Another glaring example is sisters Lois and Louise. The girls were born in 1920 and had been separated shortly after birth. They were adopted by different families and hardly saw each other in childhood. Their education level and residence were different: Louise lived in a small town and went to a local, very simple school, while Lois lived in a big city and attended a quite prestigious school. It is worth noting, however, that economic and cultural status of the families where they lived was very similar. Perhaps this was the reason why at the age of 18 the girls managed to enter the same college. The researchers note that in terms of a number of physical and mental traits this pair of twins proved to be very similar. The girls were even more similar than many brothers and sisters who have grown up together.

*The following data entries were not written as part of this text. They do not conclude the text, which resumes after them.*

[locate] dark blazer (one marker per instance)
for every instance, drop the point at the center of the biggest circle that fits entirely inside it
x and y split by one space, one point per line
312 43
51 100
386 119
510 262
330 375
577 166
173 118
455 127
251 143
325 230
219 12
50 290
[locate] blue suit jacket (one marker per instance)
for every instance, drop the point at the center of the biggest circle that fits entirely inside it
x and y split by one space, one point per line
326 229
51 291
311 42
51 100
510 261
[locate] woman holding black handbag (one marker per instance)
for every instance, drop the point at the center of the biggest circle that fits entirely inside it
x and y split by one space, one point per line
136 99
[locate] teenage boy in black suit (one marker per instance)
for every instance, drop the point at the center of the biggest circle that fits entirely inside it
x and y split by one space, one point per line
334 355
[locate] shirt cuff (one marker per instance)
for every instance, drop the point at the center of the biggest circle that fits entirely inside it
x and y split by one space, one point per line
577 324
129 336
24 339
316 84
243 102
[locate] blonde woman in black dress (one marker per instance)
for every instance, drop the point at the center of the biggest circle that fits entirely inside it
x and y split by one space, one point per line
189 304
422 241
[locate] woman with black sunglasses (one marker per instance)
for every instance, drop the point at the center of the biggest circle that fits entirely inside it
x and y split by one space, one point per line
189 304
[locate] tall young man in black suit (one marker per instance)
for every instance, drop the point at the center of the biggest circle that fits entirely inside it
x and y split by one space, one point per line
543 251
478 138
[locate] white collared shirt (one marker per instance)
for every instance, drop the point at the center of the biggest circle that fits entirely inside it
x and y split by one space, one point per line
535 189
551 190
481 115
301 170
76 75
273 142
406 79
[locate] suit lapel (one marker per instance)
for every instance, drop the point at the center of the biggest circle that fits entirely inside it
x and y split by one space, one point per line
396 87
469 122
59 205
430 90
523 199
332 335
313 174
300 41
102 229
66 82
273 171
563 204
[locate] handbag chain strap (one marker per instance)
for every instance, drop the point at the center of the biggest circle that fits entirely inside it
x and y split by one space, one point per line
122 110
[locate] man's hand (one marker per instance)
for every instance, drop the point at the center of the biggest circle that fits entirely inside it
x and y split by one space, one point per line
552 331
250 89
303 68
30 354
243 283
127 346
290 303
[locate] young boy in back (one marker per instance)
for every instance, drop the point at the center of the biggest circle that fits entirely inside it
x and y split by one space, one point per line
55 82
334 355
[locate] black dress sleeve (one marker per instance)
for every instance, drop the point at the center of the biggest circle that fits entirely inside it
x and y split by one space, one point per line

There is an amusing example when in the United States two twins separated in childhood have chosen the same, very narrow, "specialization". Independently of each other young people have become safecrackers. However, scientists draw conclusions about the role of heredity with great caution. For example, it was found that 50-70 percent of monozygotic twin pairs have similar criminal history, while in dizygotic twins (who in terms of genetics are regular brothers and sisters) this similarity occurs much less frequently, in 20 percent of cases. However, the results of some other studies contradict these data.
Researchers revealed some features that are most likely caused by genes. Nancy Peterson, a Swedish scientist, found that the level of extroversion or introversion of a personality is largely dependent on heredity. She also found that the level of neuroticism (emotional instability) is dictated by genes. In general, scientists agree that certain properties of an organism depend not only on the genotype or the living environment but their interaction. Yet, gemellology - science dedicated to studying twins - continues to evolve and occupy the minds of researchers.